Labor is a pressing issue for wine grape growers, and there are indications that the issue will heat up as harvest approaches.
Craig Ledbetter, a partner in Vino Farms, which grows a wide range of red and white wine grapes on more than 11,000 acres in the Central and North Coast regions as well as inland in Sacramento, San Joaquin and Yolo counties, says he has seen the labor supply slowly erode this season.
Ledbetter describes the size of the 2012 crop in the central valley counties as about normal, based on bunch counts. “What I’m seeing is an average crop, maybe a little bigger, maybe a little smaller depending on location,” he says. “Overall, the Chardonnay looks decent and it’s the same for Cabernet Sauvignon. The crop hanging on the Zinfandel vines is pretty average, too. I don’t see a bumper crop for any variety across the board this year.”
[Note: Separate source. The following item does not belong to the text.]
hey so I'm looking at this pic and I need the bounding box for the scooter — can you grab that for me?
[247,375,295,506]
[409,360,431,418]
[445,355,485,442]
“We had plenty of people early this season for pruning,” he says. “But, later in the spring we were down about 40 percent of the number we needed. The shortage caught everyone by surprise. I keep hearing that an improved economy in Mexico is keeping some workers at home. Also, of course, it’s very difficult to cross the border these days.”
As a result he’s falling behind in his field work. “The later it gets and the more growth on the vines the harder it is to get the job done,” Ledbetter says. “It’s much easier to thin shoots when they’re just 8 to 10 inches long than when they’ve grown to 18 to 24 inches in length.”
The labor shortage will not likely affect his harvest. Ninety percent of his grapes are machine-harvested. However, growers who handpick may be in trouble. “If you’re expecting 25 to 30 workers to show up and only 10 to 15 actually do, you might not finish picking your first load until around 1 or 2 in the afternoon,” Ledbetter says. “If that’s the case, you won’t get a second load in that day. This labor shortage is something we have to deal with,” he says. “We need a real guest-worker program that works.”